Disclaimer: I really prefer reading (and writing) blog posts about politics that have links to back up the crack-addled things they say. Given time and energy constraints, however, we’re going to need to agree for the purposes of this post that I am one of those crazy but entertaining lunatics who rants freely about things that occur to her at 3 AM.

In other words, please don’t hate me because I have no cites to offer.

Most of you don’t know that I have been watching the New Beverly Hills 90210 since its premiere last fall. I was only going to watch one episode…but you know how these things go. Its ridiculous trashiness is balm for my frazzled brain. It features the usual assortment of characters: good girl with rebellious heart, bad boy with good heart, rich girl with soft heart, rich bi-polar girl with a blog (that’s a new one on me) and all the usual hijinks. Teen pregnancy, drug use, rich v poor, teacher romance. Rich girl falls for bad boy who treats her like dirt but she keeps coming back for more because she really thinks he’s into her, for real.

Some of you will know that on Tuesday our province is going to vote for a new leader. We have had our current leader, a Neo-Conservative False Liberal named Gordon Campbell, for two terms now. 8 years. He is a businessman who cares about businesses; big ones, little ones, government ones. He is not so fond of those who fall outside the business model; the poor, the sick, the addicted, the broken. His social policies, the policies his government has implemented since his reign began, have made the sad sadder, the downtrodden more so.

And yet. On Tuesday, I fear he is going to win again. Because he is the bad boyfriend. He is dark, brooding, two-faced, strangely compelling. He is confident and he doesn’t care what anyone thinks of him (except deep down inside where we long to see) and he talks the talk so well, with such authority, that we believe him, whatever he says. We believe he has the potential to be a better boyfriend than his competition, the sweet, shempy boy (the dear but non-charismatic NDP leader Carole James in this case) who has been hanging around being sweet to us for, like, EVER, but is totally safe and not as cool and not really boyfriend material.

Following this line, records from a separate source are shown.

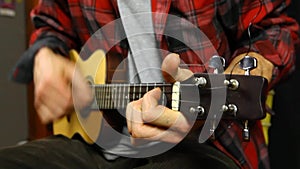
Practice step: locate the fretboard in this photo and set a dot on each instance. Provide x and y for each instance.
(117, 96)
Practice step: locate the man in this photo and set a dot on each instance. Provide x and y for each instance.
(65, 25)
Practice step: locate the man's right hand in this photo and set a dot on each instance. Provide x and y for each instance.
(53, 80)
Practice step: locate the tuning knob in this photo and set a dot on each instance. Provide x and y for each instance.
(217, 63)
(248, 63)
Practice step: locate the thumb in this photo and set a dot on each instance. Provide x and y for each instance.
(171, 70)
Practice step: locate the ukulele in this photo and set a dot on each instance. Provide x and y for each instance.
(234, 96)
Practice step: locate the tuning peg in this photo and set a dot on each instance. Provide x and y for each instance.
(246, 131)
(248, 63)
(217, 63)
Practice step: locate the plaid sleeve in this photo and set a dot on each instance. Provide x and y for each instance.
(53, 28)
(273, 34)
(52, 18)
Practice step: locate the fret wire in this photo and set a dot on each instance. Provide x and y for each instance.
(108, 97)
(133, 97)
(128, 96)
(162, 95)
(107, 94)
(123, 98)
(119, 99)
(140, 92)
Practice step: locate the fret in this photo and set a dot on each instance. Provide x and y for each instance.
(163, 95)
(115, 96)
(114, 100)
(128, 95)
(106, 105)
(133, 95)
(140, 91)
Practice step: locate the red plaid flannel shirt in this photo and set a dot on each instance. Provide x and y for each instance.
(224, 22)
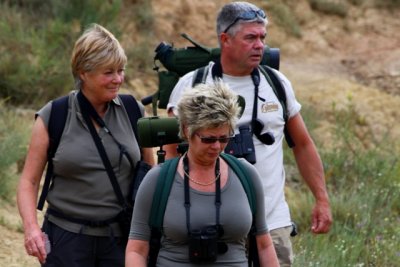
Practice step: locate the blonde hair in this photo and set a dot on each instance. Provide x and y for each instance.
(207, 106)
(97, 47)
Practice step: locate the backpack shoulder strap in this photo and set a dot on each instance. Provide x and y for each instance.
(57, 119)
(241, 172)
(161, 194)
(200, 75)
(160, 198)
(280, 93)
(133, 110)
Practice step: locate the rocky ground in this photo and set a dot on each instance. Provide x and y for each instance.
(335, 60)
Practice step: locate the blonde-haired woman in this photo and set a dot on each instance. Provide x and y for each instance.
(82, 204)
(207, 116)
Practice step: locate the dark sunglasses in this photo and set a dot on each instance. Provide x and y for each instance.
(212, 140)
(248, 15)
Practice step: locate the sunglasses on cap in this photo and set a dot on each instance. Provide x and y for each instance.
(248, 15)
(212, 140)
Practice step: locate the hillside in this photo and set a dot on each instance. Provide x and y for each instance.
(336, 59)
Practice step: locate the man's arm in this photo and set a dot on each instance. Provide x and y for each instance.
(312, 171)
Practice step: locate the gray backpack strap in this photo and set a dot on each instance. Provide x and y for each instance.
(280, 93)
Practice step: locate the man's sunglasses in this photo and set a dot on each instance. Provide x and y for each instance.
(248, 15)
(212, 140)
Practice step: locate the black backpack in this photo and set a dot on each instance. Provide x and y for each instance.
(160, 198)
(58, 117)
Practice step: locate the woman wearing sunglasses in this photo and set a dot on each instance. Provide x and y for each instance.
(207, 117)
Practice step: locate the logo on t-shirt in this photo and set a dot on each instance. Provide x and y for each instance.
(269, 107)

That bad boyfriend’s self-confidence makes us believe that if we only gave him another chance,
just the benefit of the doubt, doesn’t everyone deserve that?
surely he can’t be completely heartless?
surely when he sees all the need, all the respect being given him…
he wouldn’t be able to just IGNORE it, slap it in the face, in favour of his own agenda?

Yes. Yes he can and he has done and he will again. He is going to have sex with us and not call for a week. He is going to stand us up at the restaurant. He looks great when he meets our parents but he is going to cheat on us and apologize with flowers and we will have no choice but to agree to forgive him because we let him move in and he’s on our couch and he won’t give up the remote control and he keeps saying “Get me a beer” and he seems meaner than before we invited him in but maybe all we need is more time to get to know him, to let him get to know us, to build a relationship, right?

Wrong. I think 8 years is enough. I think 8 years is long enough for someone to prove that he has our best interests at heart, that he has respect for the people, the actual PEOPLE, not the businesses or the leaders or the well-compensated MLAs, who make this province work. I think his time is up. That is my boot in your ass, Mr. Premier. Get out of my house.

And you know what, BC? You’re a great girl with a lot to offer. There are plenty of better fish in the sea.